Richmond told Austin Journal that this decision has been met with serious apprehension.

“TCPA is concerned that generators will not be afforded the needed time to conduct these planned outages which may result in a greater number of forced outages,” she said. “The stated intent for the change in outage scheduling was to increase reliability through greater visibility into how many megawatts are on outage at any given time. However, the potential for increased forced outages, such as some of those that occurred on May 13, actually reduces visibility and ultimately reliability because they are outages that were unplanned.

“Just as any Texan wants to make sure their required car maintenance is conducted at the appropriate time to avoid their car breaking down on the road, generators want to take the needed planned outages to ensure these complex machines are running at their best performance, particularly when we need them during extreme heat or cold,” Richmond said.

TCPA includes 11 companies representing more than 52,000 megawatts of generating capacity in ERCOT and approximately 90% of the non-wind generation.

“While we are awaiting a decision from the ERCOT board on the methodology that will ultimately be used to determine how many outages will be allowed, the lack of any floor in allowed outages continues to raise concerns for generators,” Richmond told Austin Journal. “Stakeholders made recommendations to improve the methodology and that will be presented to the board, along with the methodology recommended by ERCOT staff.”

Richmond said there is legitimate reason for apprehension, since the ERCOT fleet — particularly the thermal dispatchable resources — is being run harder and more frequently than ever before. That increases the need for planned outages and accelerates the triggering of manufacturer-required maintenance.

With intense summer heat forecast for at least two weeks, ERCOT released a statement that it expects to have “sufficient generation to meet forecasted demand.”

ERCOT estimates the peak demand to hit 77,317 megawatts, but reported in May that it has more than 91,000 megawatts.

“The ERCOT region is expected to have sufficient installed generating capacity to serve peak demands in the upcoming summer season, June-September 2022, under normal system conditions and most of the reserve capacity risk scenarios examined,” according to the report. “This SARA report includes seven risk scenarios reflecting alternative assumptions for peak demand, unplanned thermal outages and renewable generation output. The summer capacity planning reserve margin is forecasted at 22.8%, after accounting for forecasted customer demand, emergency demand reduction programs, typical unplanned outages and typical renewable output.”

However, University of Houston Energy Fellow Ed Hirs said he is not convinced, because the grid operator undercounts the total number of consumers in the state.

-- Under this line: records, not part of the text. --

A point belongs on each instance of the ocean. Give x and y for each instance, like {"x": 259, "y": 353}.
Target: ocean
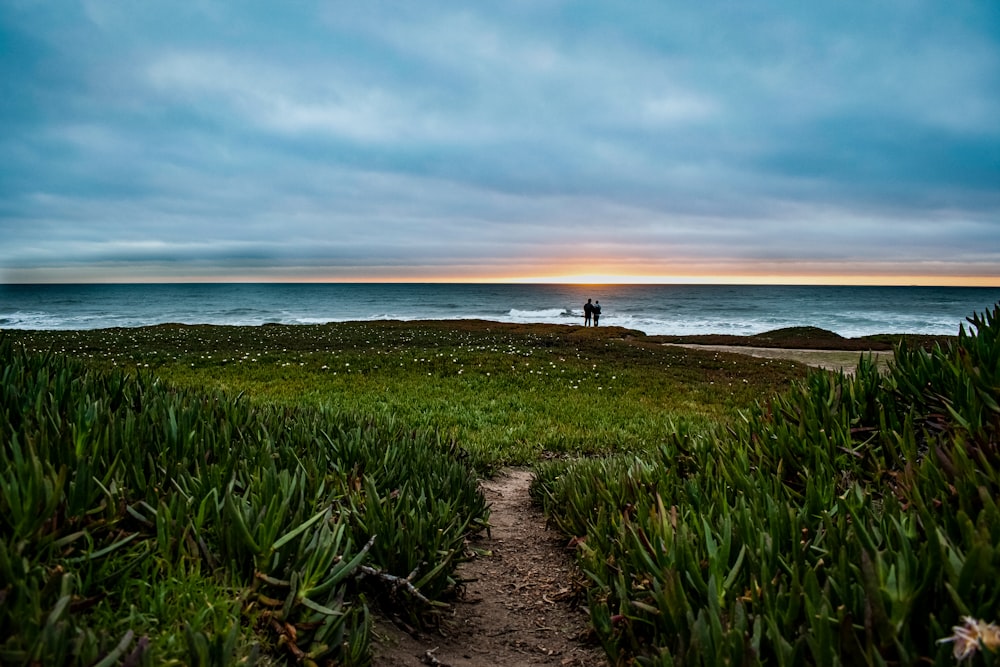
{"x": 653, "y": 309}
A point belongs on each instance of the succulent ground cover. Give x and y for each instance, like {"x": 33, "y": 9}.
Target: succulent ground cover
{"x": 853, "y": 520}
{"x": 506, "y": 394}
{"x": 316, "y": 438}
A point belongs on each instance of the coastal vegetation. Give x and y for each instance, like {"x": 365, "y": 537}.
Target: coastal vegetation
{"x": 227, "y": 495}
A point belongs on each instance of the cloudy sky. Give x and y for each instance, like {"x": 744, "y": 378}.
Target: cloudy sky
{"x": 669, "y": 141}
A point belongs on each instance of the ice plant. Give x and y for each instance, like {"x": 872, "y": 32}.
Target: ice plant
{"x": 970, "y": 635}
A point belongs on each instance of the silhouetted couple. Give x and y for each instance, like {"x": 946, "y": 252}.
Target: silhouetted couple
{"x": 591, "y": 311}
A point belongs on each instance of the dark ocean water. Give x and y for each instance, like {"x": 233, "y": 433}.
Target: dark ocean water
{"x": 653, "y": 309}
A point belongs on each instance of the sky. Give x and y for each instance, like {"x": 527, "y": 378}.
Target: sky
{"x": 847, "y": 142}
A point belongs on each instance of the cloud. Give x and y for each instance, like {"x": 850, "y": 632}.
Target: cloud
{"x": 435, "y": 136}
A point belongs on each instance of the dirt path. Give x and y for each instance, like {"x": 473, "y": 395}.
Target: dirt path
{"x": 832, "y": 360}
{"x": 519, "y": 612}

“Since 2010, the Texas economy has grown from 1.25 trillion to 1.99 trillion last year,” Hirs told KXXV-TV. “The amount of natural gas, coal and nuclear generation on the ERCOT grid has actually shrunk during that time.”

Neil McAndrews, an Austin, Texas-based energy market consultant, said he was not surprise that the ERCOT board endorsed this staff proposal. It will, McAndrews said, “cost more and lower reliability by increasing forced outages.” He said the impact could be detrimental.

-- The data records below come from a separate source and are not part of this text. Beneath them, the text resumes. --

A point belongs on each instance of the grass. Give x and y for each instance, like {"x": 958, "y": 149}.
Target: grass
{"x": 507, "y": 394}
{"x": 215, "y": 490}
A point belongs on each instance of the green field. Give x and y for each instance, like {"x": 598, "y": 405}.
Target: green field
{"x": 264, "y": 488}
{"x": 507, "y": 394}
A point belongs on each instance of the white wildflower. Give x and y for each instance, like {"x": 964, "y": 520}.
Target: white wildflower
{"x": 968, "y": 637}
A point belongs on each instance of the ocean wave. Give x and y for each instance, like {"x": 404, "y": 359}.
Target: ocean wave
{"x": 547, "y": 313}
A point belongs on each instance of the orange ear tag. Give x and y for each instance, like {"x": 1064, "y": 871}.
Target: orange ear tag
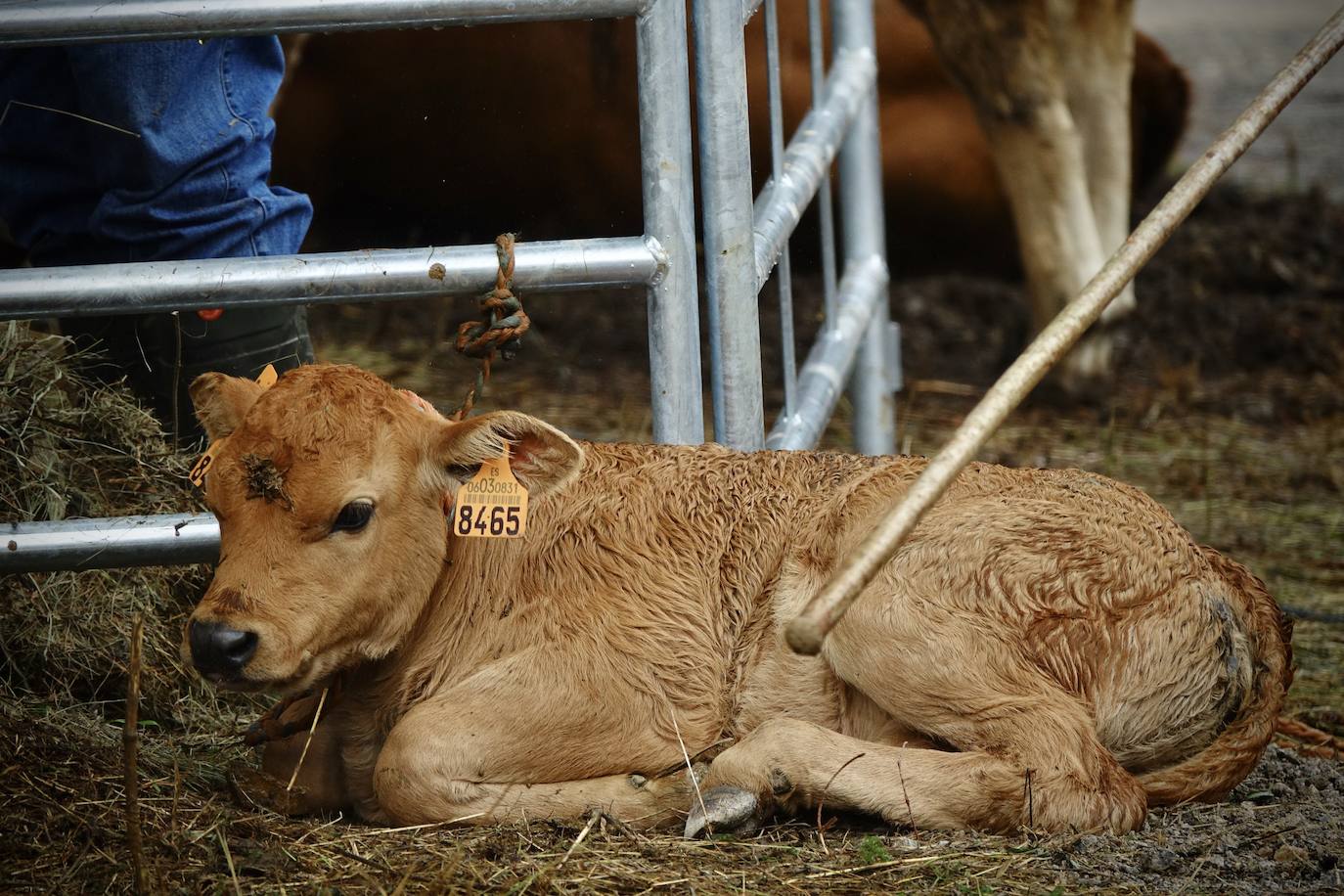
{"x": 198, "y": 470}
{"x": 492, "y": 504}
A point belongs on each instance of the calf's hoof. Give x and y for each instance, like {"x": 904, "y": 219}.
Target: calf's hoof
{"x": 726, "y": 810}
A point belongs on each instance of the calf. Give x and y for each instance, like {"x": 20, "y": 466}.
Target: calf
{"x": 1049, "y": 649}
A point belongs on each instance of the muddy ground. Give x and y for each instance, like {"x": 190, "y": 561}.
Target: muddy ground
{"x": 1228, "y": 406}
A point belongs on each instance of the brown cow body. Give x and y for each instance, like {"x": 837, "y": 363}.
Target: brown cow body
{"x": 1050, "y": 648}
{"x": 437, "y": 136}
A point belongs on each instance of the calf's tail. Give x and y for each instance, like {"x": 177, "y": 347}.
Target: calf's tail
{"x": 1213, "y": 773}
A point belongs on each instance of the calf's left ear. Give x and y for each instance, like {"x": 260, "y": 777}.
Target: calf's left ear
{"x": 222, "y": 402}
{"x": 541, "y": 456}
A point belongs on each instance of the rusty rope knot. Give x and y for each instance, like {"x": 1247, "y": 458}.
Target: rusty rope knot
{"x": 503, "y": 328}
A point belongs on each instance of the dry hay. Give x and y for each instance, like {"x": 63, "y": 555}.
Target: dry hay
{"x": 70, "y": 448}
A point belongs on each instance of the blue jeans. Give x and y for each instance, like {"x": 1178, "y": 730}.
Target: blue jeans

“A small understanding of the issues often results in a poor outcome,” McAndrews said in an April 29 email. “The ERCOT BOD did not understand that the command-and-control limits proposed by ERCOT flies in the face of aging generation units with increasing failure rates. They voted for limiting planned outages to some abstract number that is theoretical and not based on the risk in the supply of generation … Government intervention at its most meddlesome.”

Richmond told Austin Journal that many of the state’s thermal generators have been in service for decades and as generators age, just like a car, maintenance needs occur more frequently and are more comprehensive.

“It’s important to future reliability that these resources be able to take planned outages to prevent more catastrophic issues that could make it uneconomic to continue to operate the plant,” Richmond said. “To go back to the car analogy, an oil change and scheduled tune-up is a lot cheaper than an engine replacement.”